Reverses the last random edit

pub fn with_weights(self, weights: Vec<Vec<f32>>) -> Self

Adds custom weights to the last layer of the model

pub fn with_bias(self, biases: Vec<f32>) -> Self

adds custom biases to the last layer of the model

pub fn run(&mut self, input: &[f32; I]) -> [f32; O]

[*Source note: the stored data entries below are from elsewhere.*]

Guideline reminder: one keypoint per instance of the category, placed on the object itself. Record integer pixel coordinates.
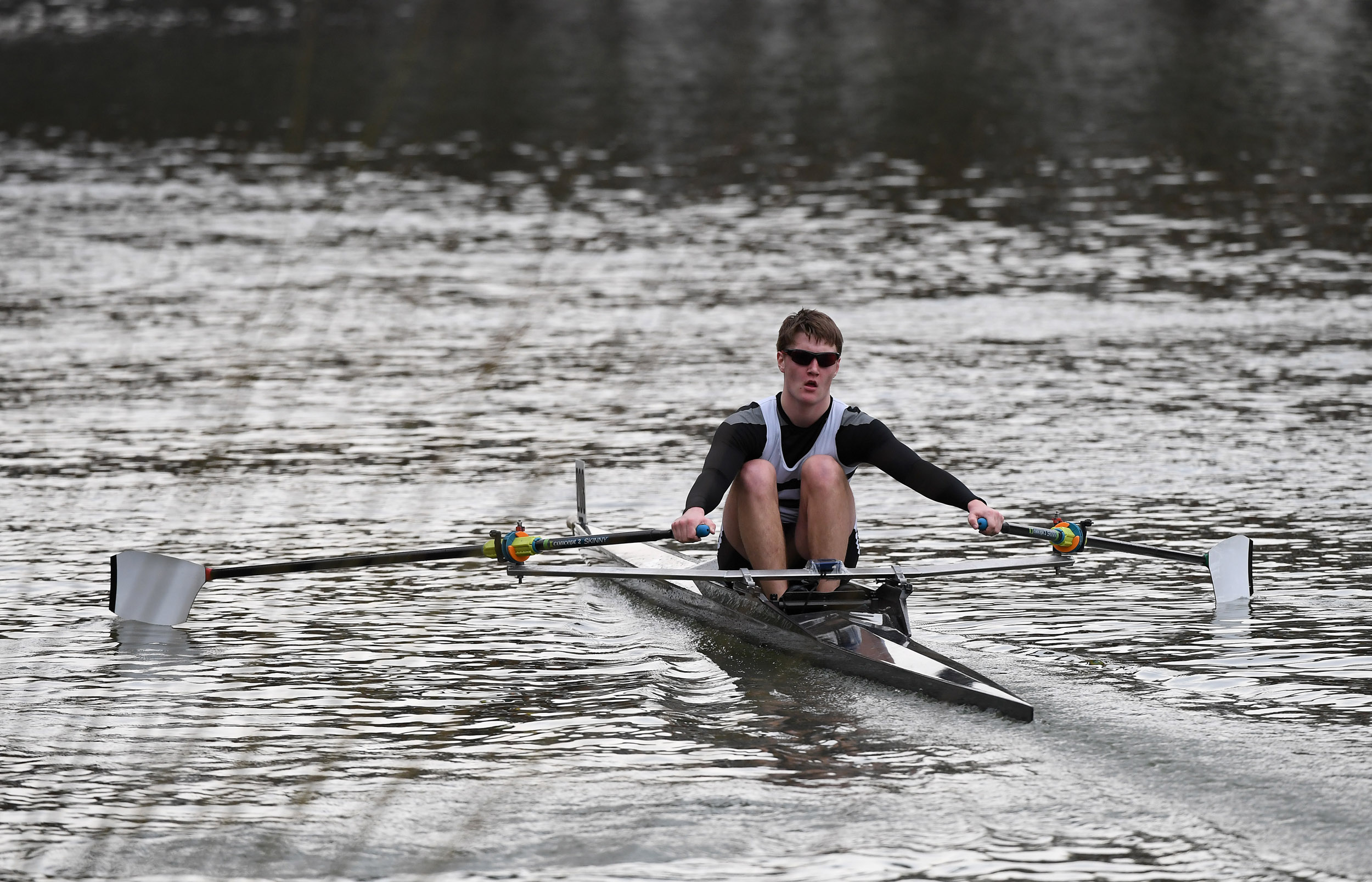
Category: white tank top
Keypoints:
(788, 474)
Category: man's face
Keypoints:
(807, 383)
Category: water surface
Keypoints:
(224, 350)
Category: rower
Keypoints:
(786, 463)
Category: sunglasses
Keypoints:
(805, 357)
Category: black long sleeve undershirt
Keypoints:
(869, 443)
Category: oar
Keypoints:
(1230, 561)
(160, 589)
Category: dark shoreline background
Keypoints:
(1255, 114)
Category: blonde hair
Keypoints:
(810, 322)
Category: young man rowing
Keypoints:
(786, 463)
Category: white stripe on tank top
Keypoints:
(788, 474)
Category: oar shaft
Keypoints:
(615, 538)
(486, 549)
(1107, 545)
(1148, 550)
(345, 563)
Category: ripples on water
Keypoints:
(234, 355)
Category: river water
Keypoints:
(228, 352)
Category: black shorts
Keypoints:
(730, 557)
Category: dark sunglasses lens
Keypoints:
(805, 357)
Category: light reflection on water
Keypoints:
(245, 371)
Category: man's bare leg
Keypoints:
(752, 521)
(826, 513)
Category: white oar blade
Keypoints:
(1231, 570)
(153, 587)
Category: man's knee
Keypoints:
(822, 472)
(758, 476)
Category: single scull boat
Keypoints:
(859, 628)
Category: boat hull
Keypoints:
(833, 639)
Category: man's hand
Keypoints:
(980, 509)
(684, 529)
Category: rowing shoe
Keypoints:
(1230, 561)
(160, 589)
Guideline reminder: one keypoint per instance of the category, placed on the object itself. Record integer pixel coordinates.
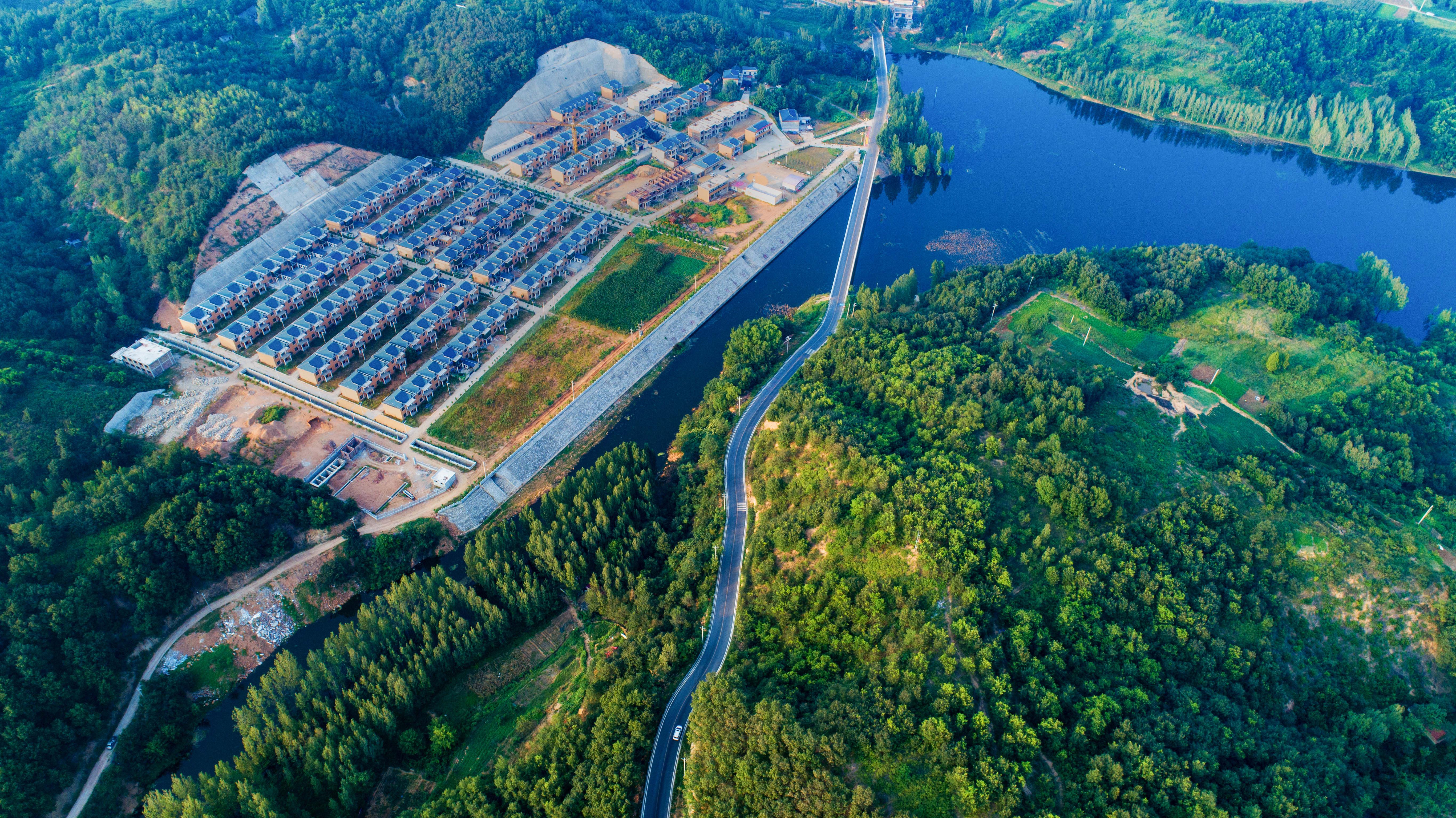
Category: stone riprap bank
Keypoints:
(565, 427)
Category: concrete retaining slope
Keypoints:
(560, 431)
(289, 229)
(563, 73)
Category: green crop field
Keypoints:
(1123, 341)
(1237, 340)
(1235, 434)
(634, 283)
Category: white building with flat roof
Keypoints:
(148, 357)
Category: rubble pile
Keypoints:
(220, 428)
(272, 623)
(169, 418)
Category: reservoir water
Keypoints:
(1039, 172)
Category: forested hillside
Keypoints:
(124, 129)
(989, 578)
(1345, 79)
(95, 564)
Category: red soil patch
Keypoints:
(168, 317)
(1253, 402)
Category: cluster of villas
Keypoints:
(383, 194)
(338, 308)
(311, 263)
(499, 270)
(408, 212)
(558, 260)
(596, 132)
(421, 333)
(683, 175)
(461, 354)
(682, 104)
(487, 232)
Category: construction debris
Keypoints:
(171, 418)
(220, 428)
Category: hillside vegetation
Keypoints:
(1345, 79)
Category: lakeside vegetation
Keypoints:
(983, 576)
(633, 284)
(541, 369)
(1365, 88)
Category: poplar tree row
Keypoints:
(315, 734)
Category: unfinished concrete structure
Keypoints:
(564, 73)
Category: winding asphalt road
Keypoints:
(662, 774)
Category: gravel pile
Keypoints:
(169, 418)
(272, 623)
(172, 661)
(220, 428)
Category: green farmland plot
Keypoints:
(1122, 341)
(634, 283)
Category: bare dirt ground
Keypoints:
(333, 161)
(490, 677)
(622, 185)
(168, 317)
(311, 447)
(250, 212)
(245, 217)
(255, 625)
(1253, 402)
(375, 485)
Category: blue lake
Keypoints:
(1039, 172)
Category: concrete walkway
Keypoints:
(606, 391)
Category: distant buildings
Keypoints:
(682, 104)
(660, 188)
(720, 122)
(746, 76)
(148, 357)
(714, 187)
(576, 107)
(902, 14)
(675, 151)
(647, 100)
(763, 193)
(631, 133)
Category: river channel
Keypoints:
(1039, 172)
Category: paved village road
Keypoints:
(662, 774)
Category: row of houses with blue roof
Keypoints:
(682, 104)
(369, 204)
(408, 212)
(589, 159)
(337, 308)
(458, 356)
(424, 330)
(555, 263)
(429, 238)
(239, 293)
(486, 235)
(497, 268)
(545, 155)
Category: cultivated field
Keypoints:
(633, 286)
(539, 372)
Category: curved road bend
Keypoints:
(657, 795)
(188, 625)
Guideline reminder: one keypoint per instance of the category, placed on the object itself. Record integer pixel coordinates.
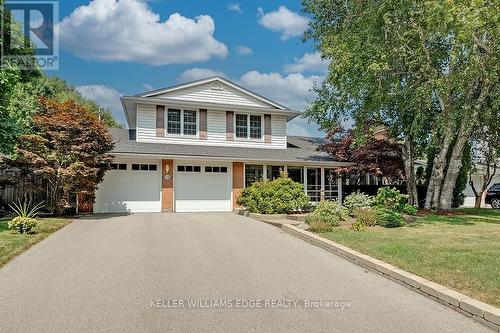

runs the model on the given input.

Examples found in repository

examples/bench.rs (line 16)

fn main() {
    // let's check how fast this thing gets
    let mut net: NeuralNetwork<1, 1> = NeuralNetwork::new()
        .add_layer(5, ActivationFunction::ReLU)
        .add_layer(5, ActivationFunction::ReLU)
        .add_layer(5, ActivationFunction::ReLU)
        .add_layer(5, ActivationFunction::ReLU)
        .add_layer(5, ActivationFunction::ReLU)
        .add_layer(5, ActivationFunction::ReLU)
        .add_layer(1, ActivationFunction::Linear);

    let mut sum = 0.0;
    for i in 0..10_000_000 {
        sum += net.run(&[i as f32])[0];
    }

    println!("{sum}");
}

examples/training.rs (line 28)

fn main() {
    // create a neural network
    let mut net = NeuralNetwork::new().add_layer(1, ActivationFunction::Linear);

    // create training data
    let mut inputs = vec![];
    let mut outputs = vec![];
    for i in -50..50 {
        inputs.push([i as f32]);
        outputs.push([i as f32 * 3.0]);
    }
    let data = DataSet { inputs, outputs };

    let trainer = BasicTrainer::new(data);

    // train the model
    for _ in 0..10 {
        trainer.train(&mut net, 10);
        // lower is better
        println!("{}", trainer.get_total_error(&net))
    }

    // show that this actually works!
    println!("########");
    for i in -5..5 {
        println!("{}", &net.run(&[i as f32 + 0.5])[0]);
    }
}

pub fn unbuffered_run(&self, input: &[f32; I]) -> [f32; O]

runs the model on the given input. This does not buffer some things, and thus is slower as ist does extra allocations work.

pub fn par_run(&self, inputs: &Vec<[f32; I]>) -> Vec<[f32; O]>

runs the model on a large set of data. Uses rayon for faster computation

Trait Implementations

impl<const I: usize, const O: usize> Default for NeuralNetwork<I, O>

fn default() -> Self

Returns the “default value” for a type.